Another point to consider, within the context of free speech, is the influence of Facebook on critical thinking and diversity. This can be illustrated by Chamath Palihapitiya, former Vice President of User Growth at Facebook, who suggests 'we have created tools that are ripping apart the social fabric of how society works.'

Put into perspective, social media influences the same dopamine rewards centres and neural circuitry motivators, used by slot machines, cigarettes and cocaine, that keeps us hooked. Dopamine is a neurotransmitter that plays a key role in motivating behaviour, and is released to signify reward, especially through pleasurable activities such as: eating, having sex, exercise, and, importantly, when we receive the approval of our peers in social interactions.


The trouble with the release of dopamine in the context of social media, is that given the choice between posting controversial content or opinions that might offend others, which reduces our approval rating and number of likes, in turn inhibiting the hit of dopamine received by our neural circuitry; we are more inclined to publish neutral content that appeals instead to the widest audience segment and generates a higher approval rating from our peers. To this end, social media users become incentivised by the brain's dopamine reward centres to water down their content and remain in lockstep with wider consensus. As a result, a new culture arises that sees individual expression and diversity of thought, surrendering to group think and more obedient forms of communication.


The Empire of Cyber Space


At no point in human history have corporations and third parties exercised as much influence upon the social fabric as they do today. Specifically, the handful of conglomerates who control newsprint, television, the video game, music and film industries; together with the world’s biggest corporations whose empire is cyberspace.
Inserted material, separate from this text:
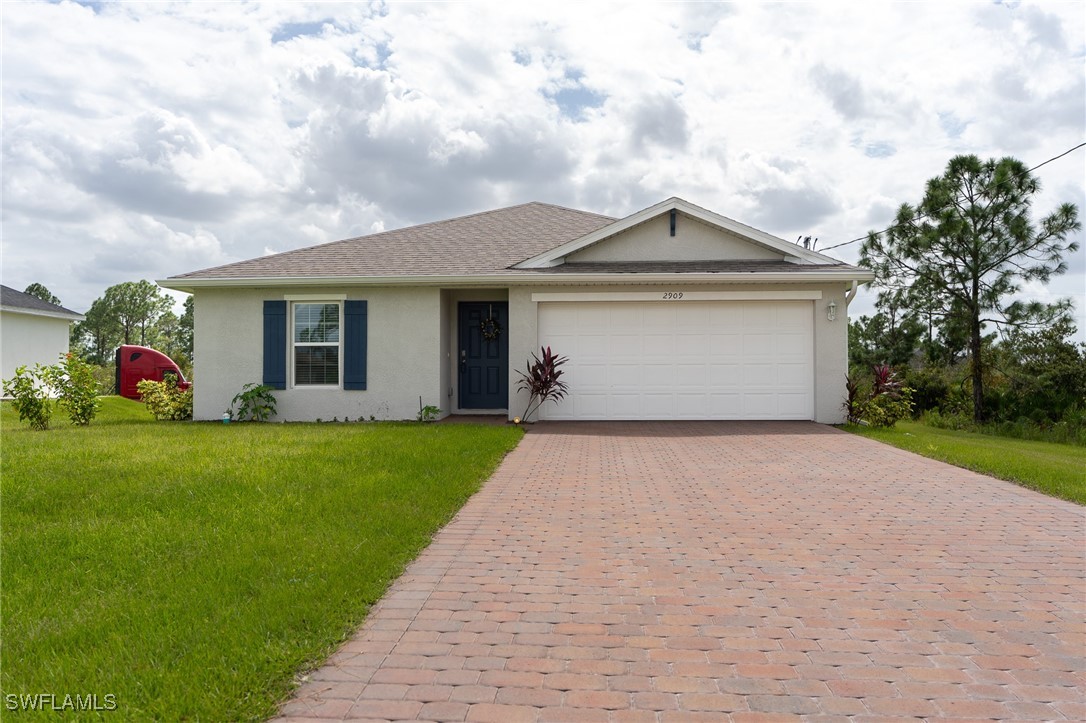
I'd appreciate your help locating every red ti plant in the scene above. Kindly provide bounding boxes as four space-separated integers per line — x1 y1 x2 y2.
871 364 901 399
517 346 569 422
As a result, a corporate monopoly, tantamount to imperialism, has become, by proxy, the touchstone for our social adhesion, personal expression, education, information, and entertainment.


What is especially frightening, is the breakneck speed at which this transformation has taken place - it is just thirteen years since Apple launched the I-phone and Facebook reached 30 million users. In this time, technology has become the centrepiece of our lives, with more than 10 hours daily spent plugged into a digital mainframe which places users under the influence of corporate hypnosis, inducing brain wave changes that modifies our visual perception, feelings, and importantly, the muscle memory associated with repeating words and ideas.


Accordingly, the masses are under a modified state of consciousness when using digital technology, that acts as a kind of anaesthesia, taking control of the autonomous processes of self-stimulation, by switching off our intellect, and turning on drives towards the simplified feedback loop of digital imagery, content and links to stimulate the senses.

The impact of digital technology on children is indeed frightening. As paediatrician Michael Rich, Director of the Centre on Media and Child Health at Boston Children’s Hospital puts it, the growing human brain is constantly building neural connections while pruning away less-used ones, and digital media plays an active role in that process, in as much as what happens on screen provides impoverished stimulation of the brain compared to reality.


In summary, the fountain of human knowledge has become a megalith, motivated by profit and monopoly, within a primacy that runs contrary to the benign qualities that aggregate our humanity. Overall, if we allow this legacy to continue on its current trajectory, then I regret to contemplate the kind of dystopian future our children will inherit, and what hallmarks of our true humanity will remain in the collective consciousness, post-digital revolution.